The U.S. Department of Justice will recover $2.5 million from a telemarketing company and its executive for engaging in telemedicine fraud. DOJ alleges that the company and its head ran a fraudulent telemedicine scheme involving kickbacks, consumer deception, and medically unnecessary prescriptions. The prescriptions were paid for by federal healthcare programs like Medicare.
The government alleges that the company and its executive created a telemedicine fraud scheme in which they fraudulently obtained insurance coverage information from consumers across the country. They used this information to create prescriptions for pain creams that were not medically necessary and which did not arise from a valid doctor-patient relationship. Next they sold these prescriptions to pharmacies. The pharmacies then billed Medicare or other federal government healthcare programs. Finally, the government also alleges that telemarketing company received kickbacks from the pharmacies.

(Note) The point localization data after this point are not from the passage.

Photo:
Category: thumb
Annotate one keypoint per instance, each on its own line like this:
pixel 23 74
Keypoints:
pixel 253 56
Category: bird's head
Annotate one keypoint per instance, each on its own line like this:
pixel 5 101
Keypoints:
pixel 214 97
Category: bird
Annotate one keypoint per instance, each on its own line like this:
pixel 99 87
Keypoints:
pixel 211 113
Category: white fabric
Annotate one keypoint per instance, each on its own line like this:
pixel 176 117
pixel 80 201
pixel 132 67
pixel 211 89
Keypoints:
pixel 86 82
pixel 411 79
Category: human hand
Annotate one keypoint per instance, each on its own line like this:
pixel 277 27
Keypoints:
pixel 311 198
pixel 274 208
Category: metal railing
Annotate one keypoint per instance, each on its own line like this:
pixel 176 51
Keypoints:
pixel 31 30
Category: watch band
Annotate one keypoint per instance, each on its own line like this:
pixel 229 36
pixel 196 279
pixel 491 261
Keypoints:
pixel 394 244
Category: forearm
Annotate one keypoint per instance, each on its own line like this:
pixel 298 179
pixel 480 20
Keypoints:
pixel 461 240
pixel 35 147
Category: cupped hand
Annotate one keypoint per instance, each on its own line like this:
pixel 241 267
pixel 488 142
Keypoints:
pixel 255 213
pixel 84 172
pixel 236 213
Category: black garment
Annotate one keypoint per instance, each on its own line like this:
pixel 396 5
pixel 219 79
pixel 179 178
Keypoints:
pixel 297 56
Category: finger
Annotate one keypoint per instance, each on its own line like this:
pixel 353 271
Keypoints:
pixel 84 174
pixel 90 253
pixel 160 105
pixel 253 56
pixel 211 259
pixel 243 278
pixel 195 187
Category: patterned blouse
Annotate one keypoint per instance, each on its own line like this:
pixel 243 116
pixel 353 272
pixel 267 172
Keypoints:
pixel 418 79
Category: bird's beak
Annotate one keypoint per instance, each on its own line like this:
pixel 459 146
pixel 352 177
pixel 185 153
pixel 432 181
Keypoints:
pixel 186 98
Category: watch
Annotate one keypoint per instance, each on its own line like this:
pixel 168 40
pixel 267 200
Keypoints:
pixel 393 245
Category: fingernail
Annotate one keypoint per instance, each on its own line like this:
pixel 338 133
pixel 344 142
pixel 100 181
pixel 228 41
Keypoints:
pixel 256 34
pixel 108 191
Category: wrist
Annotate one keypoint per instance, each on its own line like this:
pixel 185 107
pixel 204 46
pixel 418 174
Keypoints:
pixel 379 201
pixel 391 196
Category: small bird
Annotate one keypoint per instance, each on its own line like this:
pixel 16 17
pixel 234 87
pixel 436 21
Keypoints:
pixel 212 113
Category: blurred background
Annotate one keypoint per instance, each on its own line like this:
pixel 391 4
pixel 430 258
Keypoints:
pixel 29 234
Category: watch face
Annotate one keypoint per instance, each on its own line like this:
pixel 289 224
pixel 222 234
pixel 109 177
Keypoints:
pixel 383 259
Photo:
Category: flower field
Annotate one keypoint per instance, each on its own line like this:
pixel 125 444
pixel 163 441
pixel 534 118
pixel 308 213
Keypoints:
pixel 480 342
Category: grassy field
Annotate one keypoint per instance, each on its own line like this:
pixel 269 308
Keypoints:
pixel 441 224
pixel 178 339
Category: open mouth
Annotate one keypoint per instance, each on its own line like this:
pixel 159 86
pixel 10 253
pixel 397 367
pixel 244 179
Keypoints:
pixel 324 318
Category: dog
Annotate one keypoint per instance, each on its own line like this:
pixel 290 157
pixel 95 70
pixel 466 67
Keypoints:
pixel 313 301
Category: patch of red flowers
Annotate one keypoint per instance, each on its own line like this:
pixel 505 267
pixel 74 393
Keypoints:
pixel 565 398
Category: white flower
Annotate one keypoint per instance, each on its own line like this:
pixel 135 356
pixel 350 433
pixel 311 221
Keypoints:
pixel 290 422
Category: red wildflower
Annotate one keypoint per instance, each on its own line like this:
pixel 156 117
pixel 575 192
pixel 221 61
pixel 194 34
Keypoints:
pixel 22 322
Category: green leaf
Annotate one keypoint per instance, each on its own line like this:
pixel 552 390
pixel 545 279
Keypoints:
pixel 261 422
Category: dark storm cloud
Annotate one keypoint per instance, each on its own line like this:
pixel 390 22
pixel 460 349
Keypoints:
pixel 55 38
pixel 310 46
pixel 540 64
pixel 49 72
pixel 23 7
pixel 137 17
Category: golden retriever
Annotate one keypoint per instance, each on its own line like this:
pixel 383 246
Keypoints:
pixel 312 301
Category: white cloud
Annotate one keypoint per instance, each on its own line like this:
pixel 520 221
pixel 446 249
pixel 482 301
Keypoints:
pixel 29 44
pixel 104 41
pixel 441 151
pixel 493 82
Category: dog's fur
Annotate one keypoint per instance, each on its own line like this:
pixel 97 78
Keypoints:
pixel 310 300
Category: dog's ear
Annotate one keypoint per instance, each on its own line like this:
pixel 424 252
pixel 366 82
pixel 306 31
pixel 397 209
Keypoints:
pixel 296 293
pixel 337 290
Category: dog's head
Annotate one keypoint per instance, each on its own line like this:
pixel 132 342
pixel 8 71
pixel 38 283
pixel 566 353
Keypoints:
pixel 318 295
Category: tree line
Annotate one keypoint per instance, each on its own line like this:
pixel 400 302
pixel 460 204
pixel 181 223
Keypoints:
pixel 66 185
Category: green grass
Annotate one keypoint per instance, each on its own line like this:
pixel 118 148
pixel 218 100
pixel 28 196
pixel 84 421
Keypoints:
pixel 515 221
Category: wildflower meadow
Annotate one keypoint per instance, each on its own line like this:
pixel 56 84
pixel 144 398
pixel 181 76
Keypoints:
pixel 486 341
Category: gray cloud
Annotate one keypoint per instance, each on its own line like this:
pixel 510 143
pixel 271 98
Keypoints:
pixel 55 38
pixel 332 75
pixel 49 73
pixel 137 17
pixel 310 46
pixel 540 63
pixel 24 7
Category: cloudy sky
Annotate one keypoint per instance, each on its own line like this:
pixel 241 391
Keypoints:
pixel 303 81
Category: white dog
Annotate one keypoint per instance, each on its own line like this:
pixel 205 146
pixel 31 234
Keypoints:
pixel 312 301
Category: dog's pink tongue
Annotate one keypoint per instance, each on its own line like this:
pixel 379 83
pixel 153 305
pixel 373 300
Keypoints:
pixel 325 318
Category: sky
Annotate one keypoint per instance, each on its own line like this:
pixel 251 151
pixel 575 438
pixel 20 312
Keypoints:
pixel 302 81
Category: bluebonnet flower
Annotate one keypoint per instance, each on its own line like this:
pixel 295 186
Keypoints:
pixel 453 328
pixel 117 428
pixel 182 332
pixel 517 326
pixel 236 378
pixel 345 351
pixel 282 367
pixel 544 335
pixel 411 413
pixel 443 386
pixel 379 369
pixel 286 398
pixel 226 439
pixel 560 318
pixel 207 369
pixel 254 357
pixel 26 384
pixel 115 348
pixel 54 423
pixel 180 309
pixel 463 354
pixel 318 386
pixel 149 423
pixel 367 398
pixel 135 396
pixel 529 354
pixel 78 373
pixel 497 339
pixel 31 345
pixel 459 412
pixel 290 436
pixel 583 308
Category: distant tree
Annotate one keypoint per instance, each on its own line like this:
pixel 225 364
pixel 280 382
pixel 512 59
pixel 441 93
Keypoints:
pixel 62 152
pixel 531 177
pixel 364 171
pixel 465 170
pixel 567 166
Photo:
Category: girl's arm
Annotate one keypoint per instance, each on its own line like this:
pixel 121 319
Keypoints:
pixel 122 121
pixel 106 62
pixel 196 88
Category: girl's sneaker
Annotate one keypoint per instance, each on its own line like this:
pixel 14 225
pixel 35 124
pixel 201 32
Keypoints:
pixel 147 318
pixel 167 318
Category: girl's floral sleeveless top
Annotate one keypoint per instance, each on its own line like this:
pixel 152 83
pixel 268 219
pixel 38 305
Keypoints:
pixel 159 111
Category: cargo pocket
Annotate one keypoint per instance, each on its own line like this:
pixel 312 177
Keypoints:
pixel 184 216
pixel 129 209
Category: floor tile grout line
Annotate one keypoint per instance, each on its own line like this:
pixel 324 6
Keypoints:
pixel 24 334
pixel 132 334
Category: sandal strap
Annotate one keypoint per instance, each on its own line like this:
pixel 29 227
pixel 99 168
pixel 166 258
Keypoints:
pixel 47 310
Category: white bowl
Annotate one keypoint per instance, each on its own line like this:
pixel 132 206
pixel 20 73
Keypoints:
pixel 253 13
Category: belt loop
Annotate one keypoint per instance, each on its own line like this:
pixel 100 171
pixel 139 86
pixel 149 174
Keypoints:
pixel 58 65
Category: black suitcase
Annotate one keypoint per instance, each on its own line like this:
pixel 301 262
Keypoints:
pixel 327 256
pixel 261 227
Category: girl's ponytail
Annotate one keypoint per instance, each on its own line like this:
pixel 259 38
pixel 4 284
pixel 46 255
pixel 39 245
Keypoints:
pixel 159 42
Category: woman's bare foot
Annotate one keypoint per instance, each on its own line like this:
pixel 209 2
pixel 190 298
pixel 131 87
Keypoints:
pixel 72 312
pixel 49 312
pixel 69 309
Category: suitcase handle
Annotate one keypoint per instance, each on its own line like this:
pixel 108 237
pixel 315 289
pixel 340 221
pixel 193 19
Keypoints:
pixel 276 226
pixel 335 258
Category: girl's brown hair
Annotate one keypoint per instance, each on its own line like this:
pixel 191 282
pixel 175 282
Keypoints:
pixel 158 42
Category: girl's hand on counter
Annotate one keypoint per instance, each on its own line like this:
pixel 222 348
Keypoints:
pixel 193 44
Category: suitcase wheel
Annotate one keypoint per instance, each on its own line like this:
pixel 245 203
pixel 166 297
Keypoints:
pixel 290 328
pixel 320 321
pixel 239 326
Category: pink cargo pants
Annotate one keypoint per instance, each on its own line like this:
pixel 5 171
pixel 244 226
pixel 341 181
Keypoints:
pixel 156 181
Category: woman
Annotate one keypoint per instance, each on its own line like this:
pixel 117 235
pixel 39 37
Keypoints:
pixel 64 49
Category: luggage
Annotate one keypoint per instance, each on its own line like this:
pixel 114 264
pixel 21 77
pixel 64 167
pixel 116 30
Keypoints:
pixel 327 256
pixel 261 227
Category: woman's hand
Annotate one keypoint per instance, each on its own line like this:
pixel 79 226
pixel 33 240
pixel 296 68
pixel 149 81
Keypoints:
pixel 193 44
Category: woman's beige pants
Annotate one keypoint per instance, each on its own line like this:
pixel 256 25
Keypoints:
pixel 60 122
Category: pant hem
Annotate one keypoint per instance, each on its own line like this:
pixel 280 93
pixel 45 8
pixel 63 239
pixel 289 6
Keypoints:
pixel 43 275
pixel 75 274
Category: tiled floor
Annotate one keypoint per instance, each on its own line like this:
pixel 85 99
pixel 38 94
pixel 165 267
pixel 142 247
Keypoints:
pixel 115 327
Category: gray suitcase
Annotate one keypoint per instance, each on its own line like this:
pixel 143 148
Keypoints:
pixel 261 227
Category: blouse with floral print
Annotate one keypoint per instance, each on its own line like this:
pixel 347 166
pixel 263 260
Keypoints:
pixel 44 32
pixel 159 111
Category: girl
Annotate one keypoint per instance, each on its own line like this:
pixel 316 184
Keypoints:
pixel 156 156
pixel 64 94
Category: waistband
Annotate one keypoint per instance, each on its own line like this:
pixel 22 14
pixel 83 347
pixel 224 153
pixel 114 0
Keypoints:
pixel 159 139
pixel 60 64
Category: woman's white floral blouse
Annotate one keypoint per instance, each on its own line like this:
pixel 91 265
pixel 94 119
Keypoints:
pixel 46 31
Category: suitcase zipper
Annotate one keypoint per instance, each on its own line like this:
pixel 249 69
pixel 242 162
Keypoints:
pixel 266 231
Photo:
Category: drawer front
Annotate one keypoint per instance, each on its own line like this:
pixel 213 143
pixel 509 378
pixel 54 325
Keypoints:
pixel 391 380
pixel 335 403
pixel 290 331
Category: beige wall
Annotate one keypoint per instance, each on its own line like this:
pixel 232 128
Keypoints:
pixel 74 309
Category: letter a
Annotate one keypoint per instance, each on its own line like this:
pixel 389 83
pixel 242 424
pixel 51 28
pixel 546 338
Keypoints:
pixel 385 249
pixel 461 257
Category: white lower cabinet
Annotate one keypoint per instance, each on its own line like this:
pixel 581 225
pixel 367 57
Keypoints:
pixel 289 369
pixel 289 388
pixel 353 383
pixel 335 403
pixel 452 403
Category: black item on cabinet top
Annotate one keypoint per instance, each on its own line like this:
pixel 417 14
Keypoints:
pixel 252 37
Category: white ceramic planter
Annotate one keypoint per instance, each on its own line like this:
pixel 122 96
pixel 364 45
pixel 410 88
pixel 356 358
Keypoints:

The False Claims Act settlement, announced by the U.S. Attorney’s Office for the Middle District of Florida, resolves a lawsuit brought by a whistleblower under the False Claims Act (FCA); the whistleblower will receive $287,500 of the $2.5 million.
Notably, this settlement involves some of the same conduct that led to groundbreaking criminal charges against the same executive, three other individuals, and seven companies. That indictment was announced in October 2018 by the U.S. Attorney’s Office for the Eastern District of Tennessee. It alleged a massive scheme designed to deceive tens of thousands of patients and their private insurers. The estimated loss was $1 billion.
This FCA settlement is likely just the tip of the iceberg, given the rapid expansion of telehealth technology and spending. While there is certainly increased scrutiny of direct billing for telemedicine services (as suggested by this U.S. Department of Health and Human Services Office of Inspector General April 2018 report), these two cases remind us that telemedicine fraud often has the same hallmarks of other, all-to-common healthcare fraud schemes: illegal kickbacks, duping of vulnerable consumers, and unnecessary prescriptions.
As the U.S. Attorney for the Middle District of Florida said, “Telemedicine is a valuable service for our citizens, but it must not be abused.”
Hats off to the federal prosecutors in Tennessee and Florida who pursued these matters and, of course, to the whistleblower who came forward to report wrongdoing.